The SEPTA Board is set to have a second Philadelphia representative for the first time since September, with Mayor Jim Kenney appointing his deputy managing director for infrastructure, Clarena Tolson, to fill the vacant seat.
Philadelphia has had only one representative on the transit authority's 15-member governing body ever since Mayor Michael Nutter's former deputy mayor for transportation Rina Cutler left the board in the fall. Cutler previously left the mayor's administration in April for a job at Amtrak.
Tolson will join current city representative Beverly Coleman, who is being re-appointed to another five-year term by Kenney, according to his spokeswoman Lauren Hitt — pending City Council approval. Kenney sent the appointments to City Council Wednesday afternoon. (Update: A City Council spokeswoman said the appointments could not be voted on at Council's Jan. 21 regular weekly meeting because of procedural policy. She did not say if they would be voted on at the Jan. 28 Council meeting, which will take place only a couple hours before the SEPTA Board's first monthly meeting of 2016.)
The SEPTA Board's next scheduled meeting is also Jan. 28.
Tolson is a longtime city official, serving as commissioner of the Revenue and Streets departments in different stints. She was the first woman to lead the Streets Department, and is its second longest-serving commissioner following 10 years at the helm.
In a statement about Tolson's new role, the Kenney administration said, "She will also focus on coordination amongst several other government and non-governmental organizations including SEPTA, PENNDOT, Federal Highway, PECO, PGW, Philadelphia Parking Authority, Delaware River Port Authority, and Philadelphia Regional Port Authority – so in addition to her years of qualifying experience, it also makes logistical sense."
The SEPTA Board has been at times a contentious governing body. Philadelphia has the same number of seats — two — as each of the four surrounding counties: Montgomery, Delaware, Chester, and Bucks. The governor also appoints a representative. Four seats are filled by the state legislature.
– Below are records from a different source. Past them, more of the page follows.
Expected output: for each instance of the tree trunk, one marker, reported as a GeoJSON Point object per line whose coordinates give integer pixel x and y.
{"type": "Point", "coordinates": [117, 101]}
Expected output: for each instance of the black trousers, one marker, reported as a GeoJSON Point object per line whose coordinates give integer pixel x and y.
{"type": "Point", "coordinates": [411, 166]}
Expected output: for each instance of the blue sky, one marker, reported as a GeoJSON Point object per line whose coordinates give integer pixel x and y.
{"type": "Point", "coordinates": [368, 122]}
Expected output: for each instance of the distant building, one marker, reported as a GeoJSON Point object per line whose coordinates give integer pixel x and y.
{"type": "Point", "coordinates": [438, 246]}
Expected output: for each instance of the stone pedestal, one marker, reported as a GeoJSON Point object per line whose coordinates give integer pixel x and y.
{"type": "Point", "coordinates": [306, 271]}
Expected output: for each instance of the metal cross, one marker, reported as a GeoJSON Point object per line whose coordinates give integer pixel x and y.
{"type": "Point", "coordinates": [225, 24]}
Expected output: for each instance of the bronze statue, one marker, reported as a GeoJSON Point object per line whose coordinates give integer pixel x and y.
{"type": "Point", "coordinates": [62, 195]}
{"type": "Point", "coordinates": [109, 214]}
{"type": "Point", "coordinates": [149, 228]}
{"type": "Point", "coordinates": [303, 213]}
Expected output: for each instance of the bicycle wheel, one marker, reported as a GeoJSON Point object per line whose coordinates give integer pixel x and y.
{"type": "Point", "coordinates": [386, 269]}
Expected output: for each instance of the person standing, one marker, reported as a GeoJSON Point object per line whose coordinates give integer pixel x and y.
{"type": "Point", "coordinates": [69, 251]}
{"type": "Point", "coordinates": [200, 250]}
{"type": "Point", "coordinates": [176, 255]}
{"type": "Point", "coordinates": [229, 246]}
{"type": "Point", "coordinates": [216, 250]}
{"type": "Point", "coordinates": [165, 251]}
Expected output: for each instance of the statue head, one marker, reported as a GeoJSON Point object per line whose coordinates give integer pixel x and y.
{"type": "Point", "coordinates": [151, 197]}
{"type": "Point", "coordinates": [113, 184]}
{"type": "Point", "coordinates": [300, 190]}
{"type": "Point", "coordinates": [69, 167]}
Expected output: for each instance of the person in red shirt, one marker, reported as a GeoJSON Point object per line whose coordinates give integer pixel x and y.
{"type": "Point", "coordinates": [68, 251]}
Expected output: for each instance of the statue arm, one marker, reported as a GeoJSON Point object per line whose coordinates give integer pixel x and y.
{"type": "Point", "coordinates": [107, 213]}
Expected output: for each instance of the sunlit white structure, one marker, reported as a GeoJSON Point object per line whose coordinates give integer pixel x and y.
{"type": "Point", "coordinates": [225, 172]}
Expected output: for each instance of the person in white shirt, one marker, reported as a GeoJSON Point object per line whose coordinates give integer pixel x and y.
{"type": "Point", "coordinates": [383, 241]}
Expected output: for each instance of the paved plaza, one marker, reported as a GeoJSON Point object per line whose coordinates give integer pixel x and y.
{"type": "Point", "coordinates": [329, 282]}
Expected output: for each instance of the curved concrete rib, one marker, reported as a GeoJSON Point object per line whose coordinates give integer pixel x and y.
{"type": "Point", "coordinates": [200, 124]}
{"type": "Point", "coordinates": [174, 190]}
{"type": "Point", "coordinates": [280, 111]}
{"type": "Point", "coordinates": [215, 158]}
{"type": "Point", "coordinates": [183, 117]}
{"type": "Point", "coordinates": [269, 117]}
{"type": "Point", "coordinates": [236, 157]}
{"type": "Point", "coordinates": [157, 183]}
Advocates for city transit often cite SEPTA ridership and revenue in calling for more representation on the board. In SEPTA's monthly ridership report for December, there were 648,000 average daily passengers on City Transit, compared to 60,000 on Suburban Transit, and 128,000 on Regional Rail.
City Transit accounted for $22.9 million in revenue in December while Suburban Transit brought in $2.3 million and Regional Rail brought in $11.9 million, according to the report.
The makeup of the board is controlled by the state legislature.